The agreement has mainly four features. Firstly, the liberalization mode is original. Compared with the previous CEPA agreements, the newly signed agreement gives priority to the negative list, with most of the sectors promoted by the pattern of pre-establishment national treatment plus negative list and a few sensitive sectors still adopting positive list. Secondly, the liberalization covers more sectors with a high level. At least 153 sectors are liberalized, accounting for 95.6% of the total 160 sectors of WTO trade in services, 58 of which are expected to realize completely the national treatment; among the 134 sectors adopting negative list, 132 restrictive measures are reserved; 27 and 24 new liberalization measures are added to the sectors that adopt positive list by Hong Kong and Macao respectively; 84 more businesses are liberalized among individually owned businesses, totaled 130. Thirdly, the most favored treatments provided to Hong Kong and Macao are further clarified through the agreement, and in the future, all the liberalization measures that are superior to CEPA in the free trade agreements between the mainland and other countries and regions will be applicable to Hong Kong and Macao. Fourthly, market liberalization and reform deepening are promoted simultaneously. To practically implement the liberalization, related departments, together with Guangdong province, have explored establishing and optimizing related supporting systems suitable to the management mode of negative list, which will provide system guarantee to the achieving of basic liberalization of trade in services between Guangdong and Hong Kong and Macao.

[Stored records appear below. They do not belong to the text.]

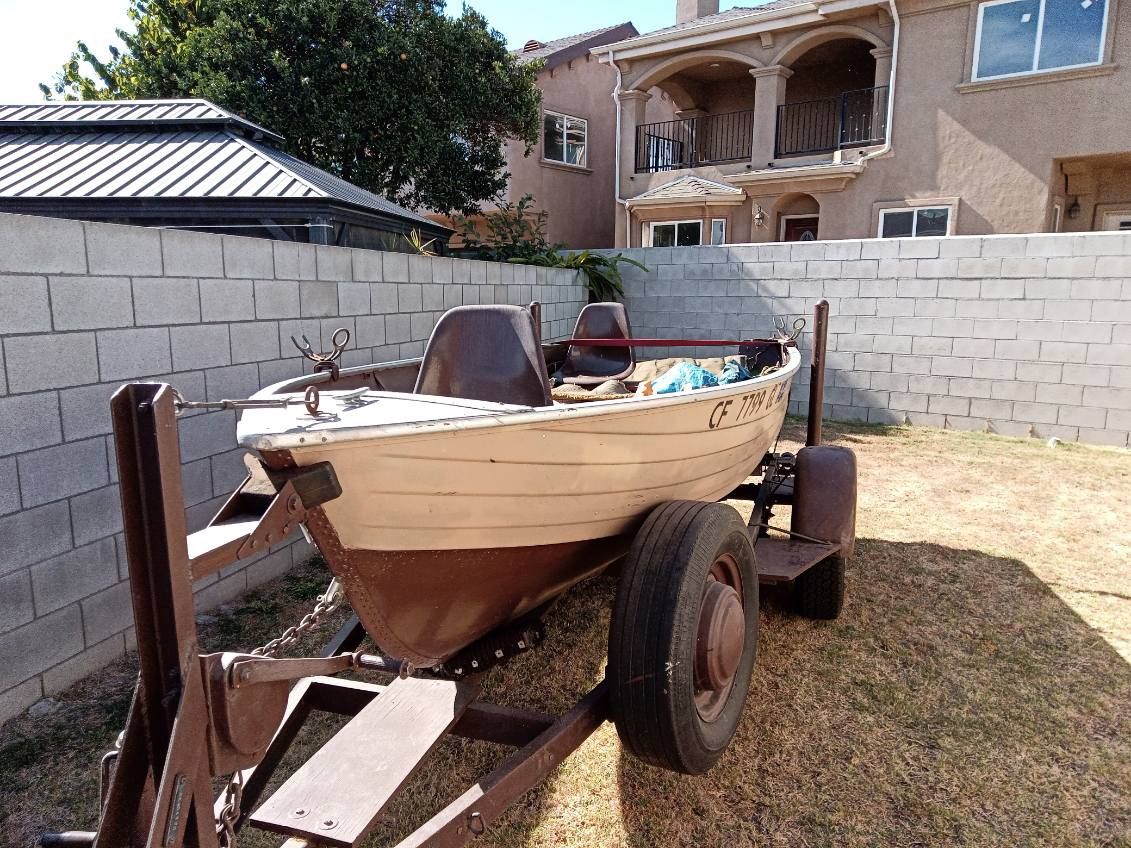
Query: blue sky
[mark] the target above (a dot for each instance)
(37, 36)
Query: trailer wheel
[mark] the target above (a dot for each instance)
(820, 591)
(683, 636)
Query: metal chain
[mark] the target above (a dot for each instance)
(233, 793)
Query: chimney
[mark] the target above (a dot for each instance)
(691, 9)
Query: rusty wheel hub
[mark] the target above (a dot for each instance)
(721, 638)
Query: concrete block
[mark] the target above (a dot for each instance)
(87, 303)
(165, 301)
(74, 576)
(96, 515)
(370, 330)
(16, 605)
(226, 300)
(233, 381)
(968, 388)
(24, 304)
(984, 408)
(123, 250)
(51, 474)
(1113, 266)
(201, 346)
(353, 299)
(1063, 352)
(1036, 413)
(205, 435)
(255, 342)
(108, 613)
(318, 299)
(918, 248)
(974, 347)
(276, 299)
(409, 297)
(1082, 416)
(39, 645)
(944, 405)
(50, 362)
(248, 258)
(951, 366)
(86, 663)
(191, 254)
(28, 422)
(41, 245)
(334, 264)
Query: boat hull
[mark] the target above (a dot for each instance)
(443, 535)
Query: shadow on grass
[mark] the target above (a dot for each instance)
(956, 701)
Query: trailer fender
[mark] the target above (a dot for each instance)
(825, 495)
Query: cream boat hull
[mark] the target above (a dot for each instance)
(458, 516)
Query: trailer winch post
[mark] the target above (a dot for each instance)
(817, 373)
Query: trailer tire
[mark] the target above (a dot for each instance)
(683, 636)
(820, 591)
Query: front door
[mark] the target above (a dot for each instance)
(800, 230)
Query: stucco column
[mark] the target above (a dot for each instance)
(769, 93)
(882, 66)
(632, 103)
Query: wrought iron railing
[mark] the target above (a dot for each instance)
(693, 141)
(853, 119)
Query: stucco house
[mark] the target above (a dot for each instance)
(846, 119)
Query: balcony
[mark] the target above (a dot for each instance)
(693, 141)
(852, 119)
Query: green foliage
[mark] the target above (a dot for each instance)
(602, 273)
(514, 231)
(391, 95)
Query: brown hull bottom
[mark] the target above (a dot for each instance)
(425, 605)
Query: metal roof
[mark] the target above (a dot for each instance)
(126, 114)
(91, 156)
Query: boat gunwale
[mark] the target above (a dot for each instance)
(494, 414)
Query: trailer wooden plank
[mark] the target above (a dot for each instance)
(337, 795)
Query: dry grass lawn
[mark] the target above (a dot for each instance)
(975, 692)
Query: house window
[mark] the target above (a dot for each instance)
(678, 234)
(564, 139)
(1027, 36)
(921, 221)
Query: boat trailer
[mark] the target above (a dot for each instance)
(195, 717)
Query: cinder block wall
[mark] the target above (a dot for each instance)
(85, 308)
(1015, 335)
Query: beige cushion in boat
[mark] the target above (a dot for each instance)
(652, 369)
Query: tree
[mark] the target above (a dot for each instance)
(391, 95)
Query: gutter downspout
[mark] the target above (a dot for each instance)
(616, 176)
(891, 89)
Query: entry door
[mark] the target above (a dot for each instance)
(800, 230)
(1117, 221)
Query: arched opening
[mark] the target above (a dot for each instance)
(796, 217)
(714, 95)
(834, 100)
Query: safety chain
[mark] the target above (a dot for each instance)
(233, 793)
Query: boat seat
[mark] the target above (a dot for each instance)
(485, 353)
(594, 365)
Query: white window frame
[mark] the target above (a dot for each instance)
(915, 210)
(784, 218)
(654, 224)
(585, 140)
(1036, 48)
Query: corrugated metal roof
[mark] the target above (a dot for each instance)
(103, 161)
(186, 113)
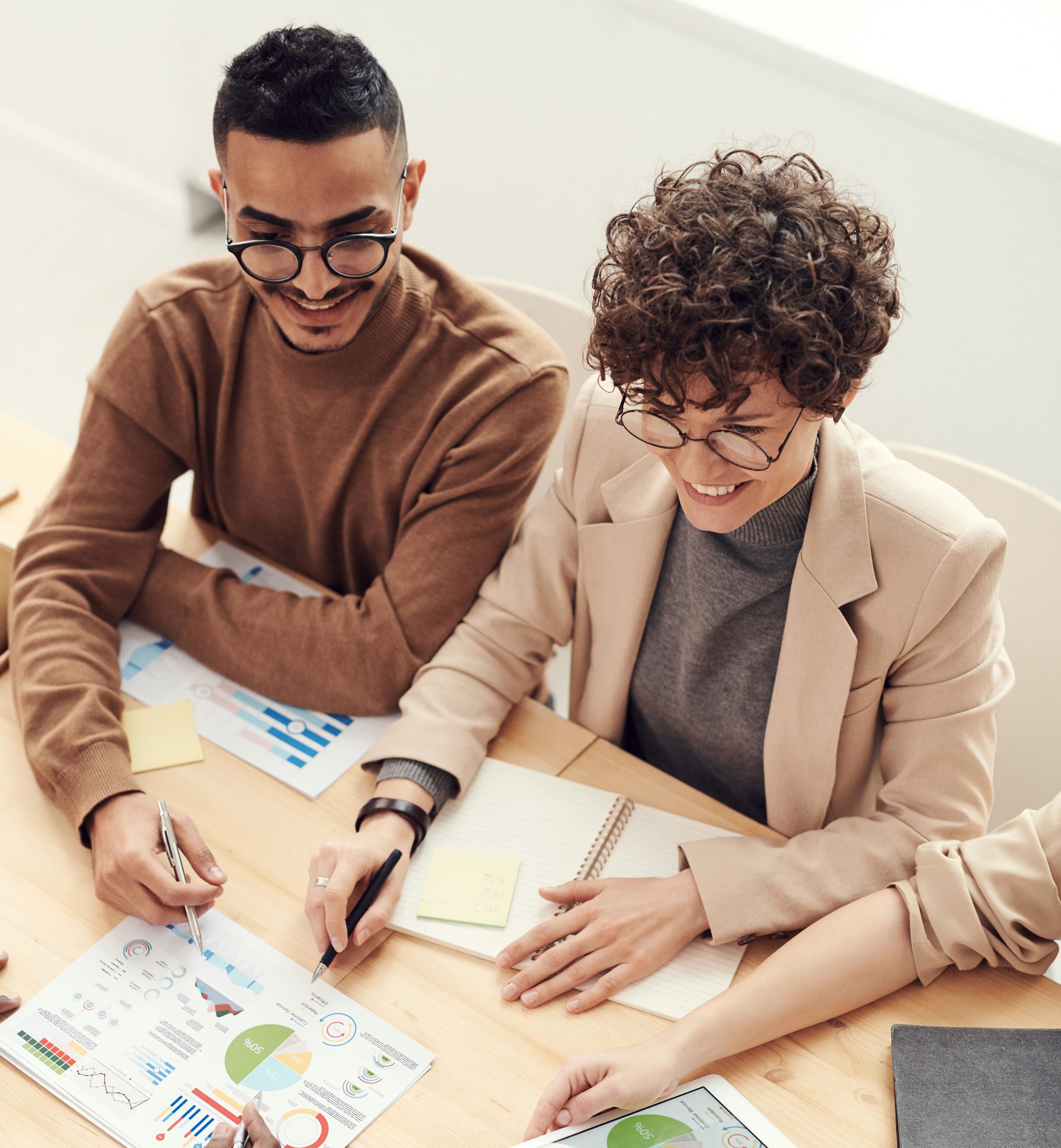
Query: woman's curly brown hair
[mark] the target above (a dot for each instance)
(739, 268)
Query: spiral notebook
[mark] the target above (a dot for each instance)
(560, 829)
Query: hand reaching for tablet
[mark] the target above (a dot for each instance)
(622, 930)
(7, 1004)
(630, 1078)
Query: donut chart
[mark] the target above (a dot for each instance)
(269, 1057)
(302, 1128)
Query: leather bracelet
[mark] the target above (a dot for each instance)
(415, 814)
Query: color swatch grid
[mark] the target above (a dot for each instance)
(48, 1053)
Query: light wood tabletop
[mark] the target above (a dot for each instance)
(826, 1087)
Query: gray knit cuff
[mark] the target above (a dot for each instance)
(440, 783)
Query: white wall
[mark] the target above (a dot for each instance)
(541, 120)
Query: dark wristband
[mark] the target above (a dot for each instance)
(413, 814)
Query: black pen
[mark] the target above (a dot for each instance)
(359, 909)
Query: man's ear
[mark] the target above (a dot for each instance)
(413, 178)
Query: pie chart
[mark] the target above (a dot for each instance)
(269, 1057)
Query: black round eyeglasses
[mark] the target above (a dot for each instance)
(658, 431)
(274, 261)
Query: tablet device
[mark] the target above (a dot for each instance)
(708, 1113)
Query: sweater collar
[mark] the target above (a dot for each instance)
(784, 522)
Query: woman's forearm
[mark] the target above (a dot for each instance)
(851, 957)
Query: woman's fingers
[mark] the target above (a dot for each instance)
(585, 968)
(608, 985)
(572, 891)
(567, 1082)
(542, 935)
(560, 957)
(377, 918)
(599, 1099)
(321, 866)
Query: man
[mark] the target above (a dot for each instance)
(355, 410)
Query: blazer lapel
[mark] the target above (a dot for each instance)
(619, 565)
(818, 648)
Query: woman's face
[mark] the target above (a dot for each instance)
(715, 494)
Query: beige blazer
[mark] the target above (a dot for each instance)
(881, 728)
(994, 899)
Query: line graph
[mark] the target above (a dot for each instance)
(97, 1076)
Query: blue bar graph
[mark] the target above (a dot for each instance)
(143, 657)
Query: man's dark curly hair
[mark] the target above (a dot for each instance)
(308, 85)
(740, 268)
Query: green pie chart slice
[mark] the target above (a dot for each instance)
(253, 1048)
(645, 1130)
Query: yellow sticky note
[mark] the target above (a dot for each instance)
(161, 736)
(469, 887)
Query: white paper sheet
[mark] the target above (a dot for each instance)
(304, 749)
(157, 1045)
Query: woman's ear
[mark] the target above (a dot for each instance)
(847, 401)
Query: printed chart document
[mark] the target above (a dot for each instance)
(157, 1045)
(302, 748)
(559, 829)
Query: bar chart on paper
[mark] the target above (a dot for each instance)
(305, 749)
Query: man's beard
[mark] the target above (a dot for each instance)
(262, 292)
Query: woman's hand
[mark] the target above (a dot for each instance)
(630, 1078)
(622, 930)
(349, 865)
(7, 1004)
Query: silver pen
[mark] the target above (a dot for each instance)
(241, 1136)
(169, 841)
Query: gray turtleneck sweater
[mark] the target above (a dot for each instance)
(701, 687)
(702, 683)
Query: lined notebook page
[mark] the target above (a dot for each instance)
(649, 848)
(547, 822)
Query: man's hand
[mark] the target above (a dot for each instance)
(7, 1004)
(130, 865)
(257, 1132)
(630, 1078)
(349, 865)
(623, 929)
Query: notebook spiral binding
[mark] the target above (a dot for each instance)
(593, 864)
(606, 841)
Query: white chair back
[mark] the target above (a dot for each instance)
(1028, 764)
(568, 323)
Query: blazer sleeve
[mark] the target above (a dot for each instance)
(936, 756)
(992, 899)
(499, 652)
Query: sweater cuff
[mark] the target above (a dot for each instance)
(440, 783)
(93, 776)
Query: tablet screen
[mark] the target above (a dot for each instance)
(691, 1120)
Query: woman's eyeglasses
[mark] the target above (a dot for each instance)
(658, 431)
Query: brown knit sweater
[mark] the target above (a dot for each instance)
(393, 471)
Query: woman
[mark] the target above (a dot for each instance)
(763, 601)
(994, 899)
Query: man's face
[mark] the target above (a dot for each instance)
(307, 194)
(717, 495)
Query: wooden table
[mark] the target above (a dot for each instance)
(826, 1087)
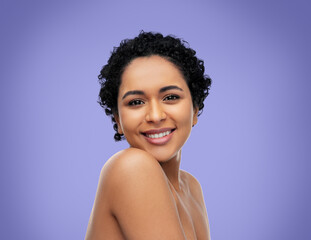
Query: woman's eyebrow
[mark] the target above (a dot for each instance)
(169, 88)
(134, 92)
(139, 92)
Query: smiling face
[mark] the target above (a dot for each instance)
(155, 109)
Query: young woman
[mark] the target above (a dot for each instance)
(153, 87)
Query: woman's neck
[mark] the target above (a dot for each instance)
(171, 170)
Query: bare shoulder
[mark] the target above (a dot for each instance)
(195, 188)
(139, 196)
(129, 159)
(194, 184)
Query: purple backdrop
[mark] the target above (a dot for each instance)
(250, 149)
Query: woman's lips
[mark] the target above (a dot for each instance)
(158, 136)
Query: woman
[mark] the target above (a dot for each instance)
(153, 87)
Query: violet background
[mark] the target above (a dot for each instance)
(250, 149)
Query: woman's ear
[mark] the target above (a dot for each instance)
(117, 119)
(195, 116)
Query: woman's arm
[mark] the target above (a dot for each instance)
(139, 197)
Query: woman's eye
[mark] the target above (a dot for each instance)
(135, 102)
(171, 97)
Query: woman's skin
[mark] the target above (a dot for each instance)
(142, 193)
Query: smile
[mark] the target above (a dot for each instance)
(158, 136)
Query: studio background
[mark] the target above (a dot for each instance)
(250, 149)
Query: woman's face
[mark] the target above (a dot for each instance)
(155, 109)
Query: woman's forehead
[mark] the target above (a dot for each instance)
(151, 71)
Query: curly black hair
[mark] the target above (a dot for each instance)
(145, 44)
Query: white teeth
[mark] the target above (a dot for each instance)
(158, 135)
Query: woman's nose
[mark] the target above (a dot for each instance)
(155, 112)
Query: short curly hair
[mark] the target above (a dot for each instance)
(146, 44)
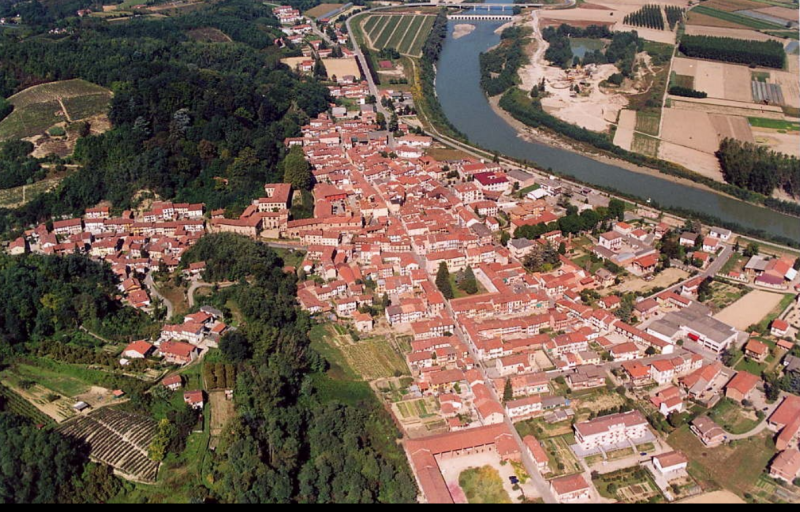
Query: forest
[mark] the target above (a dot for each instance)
(44, 295)
(186, 115)
(754, 53)
(757, 168)
(289, 445)
(499, 66)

After the signing of the agreement, the mainland will achieve basic liberalization of trade in services with Hong Kong and Macao in Guangdong, accumulating experience for achieving basic liberalization of trade in services between the mainland and Hong Kong and Macao, and the reproducible and generalized experience formed in Guangdong will be publicized to the whole nation steadily and orderly. The agreement will benefit Hong Kong in consolidating its central position in international finance, trade and shipping, as well as developing an emerging modern service industry, and will provide beneficial help to the diversified development of Macao’s economy. It will also bring new vitality to the economy of the mainland, benefiting the economic integration of the mainland and Hong Kong and Macao.